As described herein, sound processing, image/video processing, sensor processing (e.g., motion analysis), and/or other processing is able to be implemented. The analysis is able to be used to separate information into specific pieces of information to be compared and/or classified. For example, if a device captures information while a user is running, the information captured is able to include GPS information, time information, breath information, grunting noises, gait, arm motions, perspiration information, body temperature, heart rate, and many other separate pieces of information which are able to be classified. As described herein, machine learning is also able to be implemented to perform the analysis. For example, pattern matching is able to be implemented by repeatedly processing information and learning to detect patterns.

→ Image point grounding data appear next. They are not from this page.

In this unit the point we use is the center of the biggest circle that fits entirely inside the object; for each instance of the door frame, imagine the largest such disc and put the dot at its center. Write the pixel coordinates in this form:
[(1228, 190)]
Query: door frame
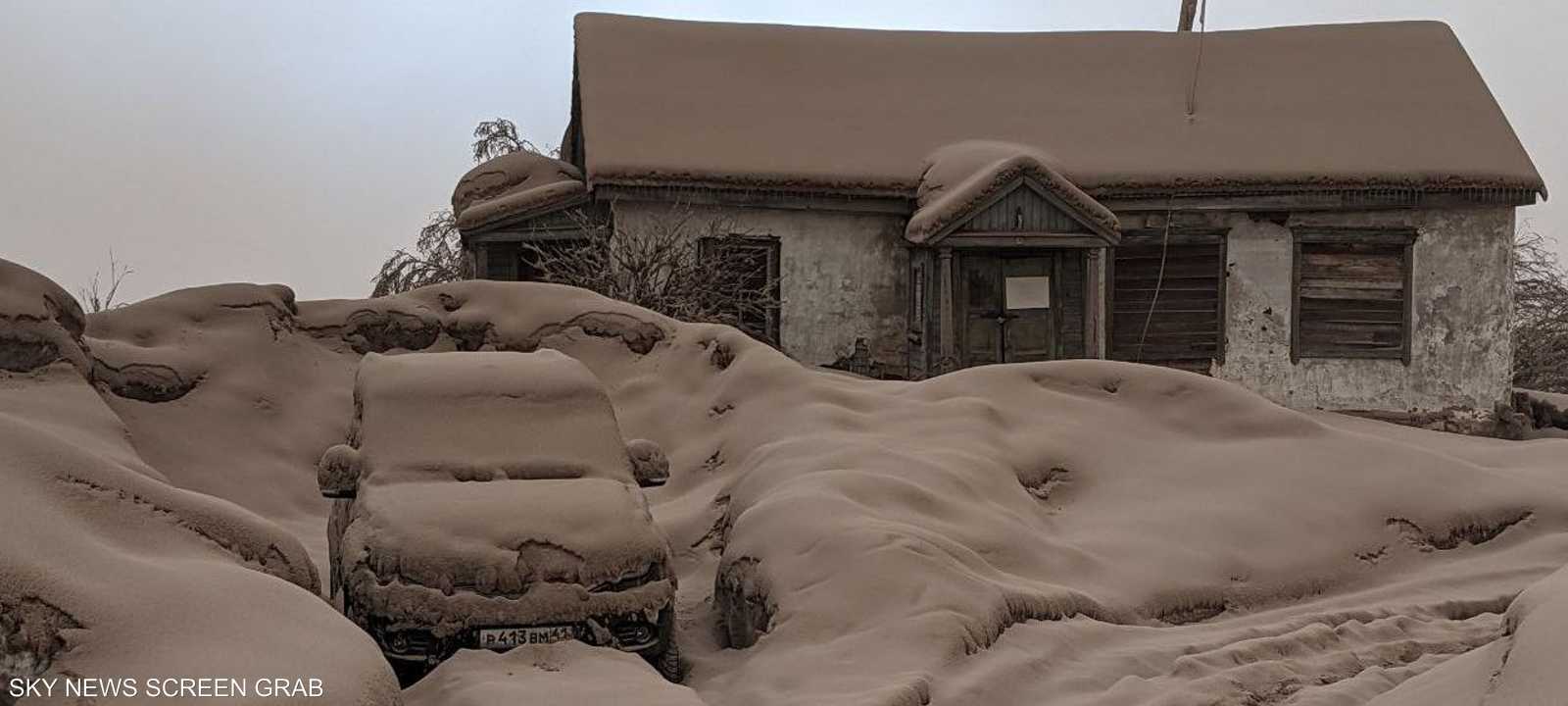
[(960, 303)]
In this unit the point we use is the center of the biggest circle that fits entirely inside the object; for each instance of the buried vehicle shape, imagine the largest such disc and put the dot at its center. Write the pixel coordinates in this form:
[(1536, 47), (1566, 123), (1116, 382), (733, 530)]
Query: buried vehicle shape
[(488, 501)]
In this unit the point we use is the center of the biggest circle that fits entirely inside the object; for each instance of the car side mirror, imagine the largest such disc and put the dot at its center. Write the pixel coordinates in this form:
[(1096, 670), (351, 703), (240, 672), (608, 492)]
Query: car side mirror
[(650, 465), (337, 473)]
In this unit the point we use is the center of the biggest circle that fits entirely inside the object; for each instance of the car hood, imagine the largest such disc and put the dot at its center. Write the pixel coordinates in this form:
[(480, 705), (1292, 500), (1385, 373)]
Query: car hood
[(504, 537)]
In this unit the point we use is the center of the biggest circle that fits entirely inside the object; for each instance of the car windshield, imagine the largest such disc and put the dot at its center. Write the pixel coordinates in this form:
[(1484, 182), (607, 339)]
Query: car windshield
[(486, 416)]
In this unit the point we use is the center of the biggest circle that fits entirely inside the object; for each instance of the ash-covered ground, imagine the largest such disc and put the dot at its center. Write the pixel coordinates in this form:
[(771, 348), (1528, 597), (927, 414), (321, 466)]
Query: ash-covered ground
[(1074, 532)]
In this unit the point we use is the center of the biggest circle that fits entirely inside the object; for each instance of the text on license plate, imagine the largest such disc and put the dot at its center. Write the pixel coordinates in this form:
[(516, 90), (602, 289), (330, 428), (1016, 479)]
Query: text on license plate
[(510, 637)]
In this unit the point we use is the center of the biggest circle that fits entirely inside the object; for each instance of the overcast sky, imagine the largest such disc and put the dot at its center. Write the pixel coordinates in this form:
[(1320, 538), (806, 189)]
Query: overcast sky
[(300, 141)]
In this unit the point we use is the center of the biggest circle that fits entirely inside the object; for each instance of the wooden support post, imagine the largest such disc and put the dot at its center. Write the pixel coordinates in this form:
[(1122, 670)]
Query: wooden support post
[(945, 266)]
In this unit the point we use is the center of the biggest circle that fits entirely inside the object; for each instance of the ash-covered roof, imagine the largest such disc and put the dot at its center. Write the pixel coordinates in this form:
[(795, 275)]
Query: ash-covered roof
[(960, 177), (1360, 106), (514, 185)]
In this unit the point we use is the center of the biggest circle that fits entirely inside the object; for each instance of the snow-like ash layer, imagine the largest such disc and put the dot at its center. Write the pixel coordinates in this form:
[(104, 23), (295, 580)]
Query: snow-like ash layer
[(1063, 532), (566, 674), (506, 538), (110, 572), (960, 176), (514, 185), (1350, 106)]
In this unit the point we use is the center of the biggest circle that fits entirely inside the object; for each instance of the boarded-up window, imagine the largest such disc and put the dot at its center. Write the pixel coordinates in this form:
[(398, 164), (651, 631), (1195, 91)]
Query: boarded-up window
[(755, 261), (1352, 294), (501, 261), (1167, 302)]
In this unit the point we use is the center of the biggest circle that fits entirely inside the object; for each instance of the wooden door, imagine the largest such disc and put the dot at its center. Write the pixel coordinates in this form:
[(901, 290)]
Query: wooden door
[(1029, 329), (1007, 308)]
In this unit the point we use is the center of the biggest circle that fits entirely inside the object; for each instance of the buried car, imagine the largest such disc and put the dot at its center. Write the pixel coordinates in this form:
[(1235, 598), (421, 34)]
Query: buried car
[(490, 501)]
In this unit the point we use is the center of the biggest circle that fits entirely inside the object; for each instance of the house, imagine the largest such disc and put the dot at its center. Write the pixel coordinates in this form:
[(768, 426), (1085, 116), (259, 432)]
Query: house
[(1322, 214)]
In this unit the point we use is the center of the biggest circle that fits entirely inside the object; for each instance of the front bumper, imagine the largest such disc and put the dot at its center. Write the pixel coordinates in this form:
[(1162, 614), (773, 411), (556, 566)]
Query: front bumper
[(637, 632)]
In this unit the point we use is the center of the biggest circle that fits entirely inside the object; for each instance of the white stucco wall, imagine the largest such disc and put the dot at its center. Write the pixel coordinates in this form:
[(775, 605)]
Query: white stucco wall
[(843, 277), (1462, 295)]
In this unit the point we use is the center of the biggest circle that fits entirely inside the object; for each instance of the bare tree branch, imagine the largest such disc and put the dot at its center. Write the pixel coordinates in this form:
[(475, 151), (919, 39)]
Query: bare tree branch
[(673, 263), (98, 300), (498, 137), (436, 258), (1541, 314)]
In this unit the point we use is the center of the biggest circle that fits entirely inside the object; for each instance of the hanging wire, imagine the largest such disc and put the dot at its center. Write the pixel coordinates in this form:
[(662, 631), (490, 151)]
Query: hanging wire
[(1192, 90), (1159, 279)]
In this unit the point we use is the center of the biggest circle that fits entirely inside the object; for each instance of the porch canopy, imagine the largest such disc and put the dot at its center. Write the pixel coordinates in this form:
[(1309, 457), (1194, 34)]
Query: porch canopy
[(1003, 195)]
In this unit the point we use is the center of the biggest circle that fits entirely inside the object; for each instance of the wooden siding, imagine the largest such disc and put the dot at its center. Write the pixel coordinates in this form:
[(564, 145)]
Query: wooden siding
[(1021, 211), (1186, 327), (1352, 298)]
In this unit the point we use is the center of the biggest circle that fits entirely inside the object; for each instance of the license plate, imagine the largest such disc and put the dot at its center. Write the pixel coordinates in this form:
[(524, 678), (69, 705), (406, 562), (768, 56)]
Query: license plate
[(510, 637)]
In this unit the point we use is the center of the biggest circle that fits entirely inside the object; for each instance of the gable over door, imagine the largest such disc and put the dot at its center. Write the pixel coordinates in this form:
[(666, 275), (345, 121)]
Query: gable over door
[(1021, 211)]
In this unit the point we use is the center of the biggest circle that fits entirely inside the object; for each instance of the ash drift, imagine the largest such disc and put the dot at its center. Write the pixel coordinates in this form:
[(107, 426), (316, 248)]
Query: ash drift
[(1062, 532)]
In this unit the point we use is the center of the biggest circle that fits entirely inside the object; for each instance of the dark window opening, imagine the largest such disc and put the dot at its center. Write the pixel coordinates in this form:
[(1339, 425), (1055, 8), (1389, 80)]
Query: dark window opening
[(753, 267), (529, 266), (1352, 295)]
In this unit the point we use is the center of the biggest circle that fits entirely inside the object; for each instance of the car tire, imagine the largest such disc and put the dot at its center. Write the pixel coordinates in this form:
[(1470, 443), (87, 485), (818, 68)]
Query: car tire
[(408, 672), (666, 659)]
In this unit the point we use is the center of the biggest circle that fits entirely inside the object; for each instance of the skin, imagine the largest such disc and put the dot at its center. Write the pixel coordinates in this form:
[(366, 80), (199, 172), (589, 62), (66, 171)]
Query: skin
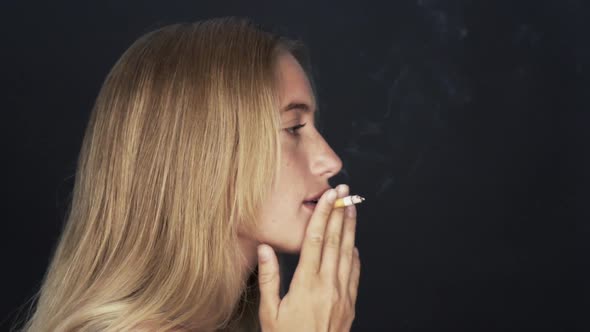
[(323, 292), (307, 162)]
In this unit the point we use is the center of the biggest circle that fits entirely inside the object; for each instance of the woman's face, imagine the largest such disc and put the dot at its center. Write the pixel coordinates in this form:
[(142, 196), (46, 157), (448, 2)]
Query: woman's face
[(307, 162)]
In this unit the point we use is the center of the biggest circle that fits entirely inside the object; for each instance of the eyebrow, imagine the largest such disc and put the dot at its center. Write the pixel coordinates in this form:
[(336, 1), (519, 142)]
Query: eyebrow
[(297, 106)]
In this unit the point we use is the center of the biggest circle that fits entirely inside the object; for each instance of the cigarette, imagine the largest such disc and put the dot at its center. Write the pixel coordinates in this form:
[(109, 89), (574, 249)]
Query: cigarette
[(348, 200)]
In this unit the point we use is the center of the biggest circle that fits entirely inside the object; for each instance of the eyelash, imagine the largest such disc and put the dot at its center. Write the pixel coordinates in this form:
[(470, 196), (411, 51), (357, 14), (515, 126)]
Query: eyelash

Behaviors of components of a device are monitored/analyzed by the device. Device behaviors include: CPU usage, CPU performance, network activity (uploads/downloads), storage (space remaining, change in space remaining, rate of change), operating system processes/applications, sensors (e.g., heat), and/or any other device component behaviors. For example, CPU usage includes analyzing how often the CPU is used, for how long, and what percentage of the CPU's bandwidth is used. CPU performance determines how effectively the CPU is used and if there is a process that is causing a bottleneck in one or more of the components of the CPU that is causing the CPU to slow down. Network activity is able to include uploads and downloads, the speed at which data is uploaded or downloaded, and the amount of data being uploaded or downloaded. Additionally, the sites that the device is communicating with are able to be analyzed (e.g., blacklist/whitelist). Storage analysis is able to be performed such as how much storage space is available, and is a current activity causing the available storage space to decrease (or in particular, decrease at a certain rate). Operating system processes/applications are able to be monitored and analyzed such as the amount of processing bandwidth being consumed and any changes to the system being made by the processes/applications. For example, the CPU bandwidth that a process consumes is analyzed. In another example, an application deleting stored files is monitored. Data from sensors of the device is able to be recorded and analyzed. For example, a heat/temperature sensor monitors the CPU temperature to prevent overheating. In addition to individual components being monitored and analyzed, the interaction of the components is able to be analyzed. For example, the CPU, storage and OS processes are all analyzed together, in addition to being analyzed separately.


Situational, biometric/behavior, environmental and/or other information is able to be acquired. The situational information is able to be acquired in any manner such as by: using the microphone/camera of the device, accessing the user's schedule/calendar, accessing Internet data, accessing application data, and/or another manner. For example, when a user makes a phone call using the phone app on the mobile phone, the application information is able to be acquired. In another example, a user's calendar information is able to be analyzed based on the current time to determine that the user is currently speaking at a meeting or providing a speech.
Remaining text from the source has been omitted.